Hello, if you have any need, please feel free to consult us, this is my wechat: wx91due
Homework #4
EE 541: Fall 2024
Due: Sunday, 13 October at 22:00. Submission instructions will follow separately on brightspace.
1. Backprop by Hand
Consider an MLP with three input nodes, two hidden layers, and three outputs. The hidden layers use the ReLU activation function and the output layer users softmax. The weights and biases for this MLP are:
(a) Feedforward Computation: Perform the feedforward calculation for the input vector x = [ +1 − 1 + 1 ]T . Fill in the following table. Follow the notation used in the slides, i.e., s(l) is the linear activation, a(l) = h(s(l)), and a˙(l) = h˙(s(l)).
l: |
1 |
2 |
3 |
s(l) : |
|
|
|
a(l) : |
|
|
|
a˙(l) : |
|
|
(not needed) |
l: |
1 |
2 |
3 |
δ(l) : |
|
|
|
W(l): |
|
|
|
b(l) : |
|
|
|
2. Logistic regression
The MNIST dataset of handwritten digits is one of the earliest and most used datasets to benchmark machine learning classifiers. Each datapoint contains 784 input features – the pixel values from a 28 × 28 image – and belongs to one of 10 output classes – represented by the numbers 0-9.
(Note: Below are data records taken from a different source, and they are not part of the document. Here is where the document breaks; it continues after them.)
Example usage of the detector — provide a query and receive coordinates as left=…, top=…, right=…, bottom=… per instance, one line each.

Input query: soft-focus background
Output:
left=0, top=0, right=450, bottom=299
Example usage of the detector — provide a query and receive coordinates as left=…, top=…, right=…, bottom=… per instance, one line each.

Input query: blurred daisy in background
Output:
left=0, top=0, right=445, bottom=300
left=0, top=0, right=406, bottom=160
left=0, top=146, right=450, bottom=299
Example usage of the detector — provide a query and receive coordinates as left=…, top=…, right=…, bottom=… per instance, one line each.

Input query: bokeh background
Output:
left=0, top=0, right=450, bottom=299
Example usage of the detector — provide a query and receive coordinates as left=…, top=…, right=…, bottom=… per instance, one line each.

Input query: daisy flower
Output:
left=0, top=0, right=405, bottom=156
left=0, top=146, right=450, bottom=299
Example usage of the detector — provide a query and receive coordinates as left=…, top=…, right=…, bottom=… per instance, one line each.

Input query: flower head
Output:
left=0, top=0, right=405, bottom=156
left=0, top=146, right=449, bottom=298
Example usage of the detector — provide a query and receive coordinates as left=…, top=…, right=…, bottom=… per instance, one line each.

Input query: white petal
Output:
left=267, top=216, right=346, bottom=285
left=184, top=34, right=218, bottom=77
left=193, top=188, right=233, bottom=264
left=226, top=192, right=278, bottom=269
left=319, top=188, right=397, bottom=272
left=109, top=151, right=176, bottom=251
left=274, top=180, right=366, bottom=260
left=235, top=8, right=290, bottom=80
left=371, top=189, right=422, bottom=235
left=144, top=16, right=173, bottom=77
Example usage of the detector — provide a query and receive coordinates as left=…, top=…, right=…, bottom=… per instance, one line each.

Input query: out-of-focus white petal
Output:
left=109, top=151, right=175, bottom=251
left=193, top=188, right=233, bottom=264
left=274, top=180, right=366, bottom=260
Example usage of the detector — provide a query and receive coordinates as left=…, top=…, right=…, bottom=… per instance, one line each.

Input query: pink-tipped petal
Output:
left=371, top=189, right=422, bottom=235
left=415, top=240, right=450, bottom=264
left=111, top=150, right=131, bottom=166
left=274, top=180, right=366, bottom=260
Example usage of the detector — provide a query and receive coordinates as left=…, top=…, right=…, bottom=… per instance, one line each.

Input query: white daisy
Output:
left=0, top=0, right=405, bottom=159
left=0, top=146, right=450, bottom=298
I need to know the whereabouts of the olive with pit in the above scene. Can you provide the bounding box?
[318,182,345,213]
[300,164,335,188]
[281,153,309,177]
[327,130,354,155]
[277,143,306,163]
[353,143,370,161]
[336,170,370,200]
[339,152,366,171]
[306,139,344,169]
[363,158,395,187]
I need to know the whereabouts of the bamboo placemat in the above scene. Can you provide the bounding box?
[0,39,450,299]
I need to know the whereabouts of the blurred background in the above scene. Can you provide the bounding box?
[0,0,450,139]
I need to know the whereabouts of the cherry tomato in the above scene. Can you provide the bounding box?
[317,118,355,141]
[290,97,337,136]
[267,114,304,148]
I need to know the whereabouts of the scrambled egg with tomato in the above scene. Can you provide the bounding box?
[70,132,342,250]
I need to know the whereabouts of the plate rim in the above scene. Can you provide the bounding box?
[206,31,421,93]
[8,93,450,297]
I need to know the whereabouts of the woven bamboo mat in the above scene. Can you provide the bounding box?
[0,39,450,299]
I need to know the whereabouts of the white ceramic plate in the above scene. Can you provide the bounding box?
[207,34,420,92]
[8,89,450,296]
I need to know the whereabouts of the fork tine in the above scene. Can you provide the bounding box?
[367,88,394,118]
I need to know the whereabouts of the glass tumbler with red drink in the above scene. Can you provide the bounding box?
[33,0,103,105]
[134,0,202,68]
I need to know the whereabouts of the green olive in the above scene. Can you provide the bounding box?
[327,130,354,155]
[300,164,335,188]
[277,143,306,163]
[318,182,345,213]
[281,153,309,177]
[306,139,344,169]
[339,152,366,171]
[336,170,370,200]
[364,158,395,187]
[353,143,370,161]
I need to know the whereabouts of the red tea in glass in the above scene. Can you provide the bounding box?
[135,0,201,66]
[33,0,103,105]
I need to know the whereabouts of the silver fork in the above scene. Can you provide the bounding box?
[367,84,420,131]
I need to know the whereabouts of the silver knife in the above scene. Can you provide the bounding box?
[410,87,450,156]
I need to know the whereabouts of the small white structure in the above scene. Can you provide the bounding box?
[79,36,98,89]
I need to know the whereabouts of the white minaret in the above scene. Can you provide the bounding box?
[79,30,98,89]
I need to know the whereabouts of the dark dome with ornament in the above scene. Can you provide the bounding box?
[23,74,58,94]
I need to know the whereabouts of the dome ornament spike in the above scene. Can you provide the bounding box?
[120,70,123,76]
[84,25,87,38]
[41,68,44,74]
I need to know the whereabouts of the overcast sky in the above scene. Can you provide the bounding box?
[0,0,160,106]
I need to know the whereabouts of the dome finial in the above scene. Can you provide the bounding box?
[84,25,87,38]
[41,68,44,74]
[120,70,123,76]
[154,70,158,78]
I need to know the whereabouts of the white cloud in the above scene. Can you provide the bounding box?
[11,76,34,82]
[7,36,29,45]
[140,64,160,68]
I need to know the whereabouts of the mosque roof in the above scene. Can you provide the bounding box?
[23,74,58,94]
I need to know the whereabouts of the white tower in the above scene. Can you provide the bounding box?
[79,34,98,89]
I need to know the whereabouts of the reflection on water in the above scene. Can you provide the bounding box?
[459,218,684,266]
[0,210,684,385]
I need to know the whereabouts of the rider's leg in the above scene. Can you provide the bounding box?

In this problem you will use numpy to classify input images using a logistic-regression. Use only Python standard library modules, numpy, and mathplotlib for this problem.
(a) Logistic “2” detector
In this part you will use the provided MNIST handwritten-digit data to build and train a logistic “2” detector:
A logistic classifier takes learned weight vector w = [w1 , w2 ,...wL]T and the unregularized offset bias b 纟 w0 to estimate a probability that an input vector x = [x1 , x2 ,..., xL]T is “2”:
Train a logistic classifier to find weights that minimize the binary log-loss (also called the binary cross entropy loss):
where the sum is over the N samples in the training set. Train your model until convergence according to some metric you choose. Experiment with variations of ℓ1- and/or ℓ2-regularization to stabilize training and improve generalization.
Submit answers to the following.
i. How did you determine a learning rate? What values did you try? What was your final value?
ii. Describe the method you used to establish model convergence.
iii. What regularizers did you try? Specifically, how did each impact your model or improve its performance?
iv. Plot log-loss (i.e., learning curve) of the training set and test set on the same figure. On a separate figure plot the accuracy against iteration number of your model on the training set and test set. Plot each as a function of the iteration number.
v. Clasify each input to the binary output “digit is a 2” using a 0.5 threshold. Compute the final loss and final accuracy for both your training set and test set.
Submit your trained weights to Autolab. Save your weights and bias to an hdf5 file. Use keys w and b for the weights and bias, respectively. w should be a length-784 numpy vector/array and b should be a numpy scalar. Use the following as guidance:
with h5py.File(outFile, 'w') as hf:
hf.create_dataset('w', data = np.asarray(weights))
hf.create_dataset('b', data = np.asarray(bias))
Note: you will not be scored on your models overall accuracy. But a low-score may indicate errors in training or poor optimization.